Mid-Pac's history wasn't always rich
By Mike Leidemann
Advertiser Staff Writer
A lot of people think of Lanikai, and the nearby Mid-Pacific Country Club, as a playground for the rich. But the truth is both have had their ups and downs over the years.
Back when it was just getting organized in May 1926 as a country club for wealthy businessmen spending weekends at their cottages in Lanikai, Mid-Pac was billed as "a Mecca for tired businessmen who seek surcease from the worldly cares in the surroundings of nature."
Mid-Pac's early membership looked like a who's who of Hawai'i society "Big Five" executives, bankers, politicians, professional men. Many also were members of Hawai'i's other power places: O'ahu Country Club, Pacific Club and the Hawai'i Polo and Racing Club.
But did you know?
The club's original name was Kailua Country Club, which was quickly rejected as too provincial.
When the golf course opened in 1929, anybody could play nine holes for $1.
In the 1930s, the club was so close to bankruptcy that members often stepped in to pay bills out of their own pockets.
Back in 1949, the initiation fee was just $25; dues were $8 per month and green fees were $2. Despite that, membership dwindled to about 100 members by 1957.
Members helped build the club's back nine when an expansion program ran out of money after World War II, then helped weed, fertilize and cut the grass when 15 employees went on strike in 1980.
I learned all this, and a lot more, in a new book that has just been published to celebrate the club's 75th anniversary, which will be marked with a big party at the clubhouse on Saturday.

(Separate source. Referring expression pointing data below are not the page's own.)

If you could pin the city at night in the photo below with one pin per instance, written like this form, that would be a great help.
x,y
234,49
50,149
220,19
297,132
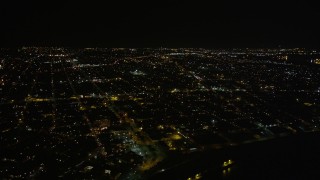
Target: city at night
x,y
162,90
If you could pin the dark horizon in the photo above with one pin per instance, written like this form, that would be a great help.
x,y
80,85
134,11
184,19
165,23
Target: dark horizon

The book, "Mid-Pacific Country Club, 1926-2001," took nearly six years to finish and will be given to all the club's 800 members, said club member Lois Suzuki, who helped document much of the history recorded in the book.
The book, which also documents the early days of Lanikai, takes readers on a real up-and-down journey through history.

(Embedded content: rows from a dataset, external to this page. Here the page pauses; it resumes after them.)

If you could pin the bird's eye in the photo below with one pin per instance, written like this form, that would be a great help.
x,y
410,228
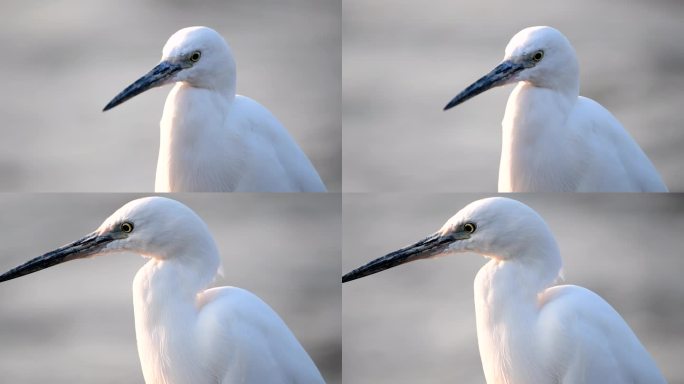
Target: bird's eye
x,y
538,56
469,227
127,227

You see the transformation of the early efforts to lure Hawai'i's wealthiest men over the Pali to the explosion of Windward O'ahu as a bedroom community. You see Lanikai and its neighbors transformed from a dry watermelon field with few natural plantings into a heavily landscaped weekend retreat and finally year-round neighborhood.
And maybe most importantly, you see Mid-Pacific Country Club grow, through some unusual twists and turns, from an exclusive Caucasian refuge the first Asian-American member was admitted in 1947, the first women as full members in 1991 into today's multicultural, full-service family facility.
It's the story of a lot of people willing to work hard, go with the flow, face up to realities and change with the times to create a vibrant social institution.
Sounds a little like the rest of Hawai'i's history, doesn't it?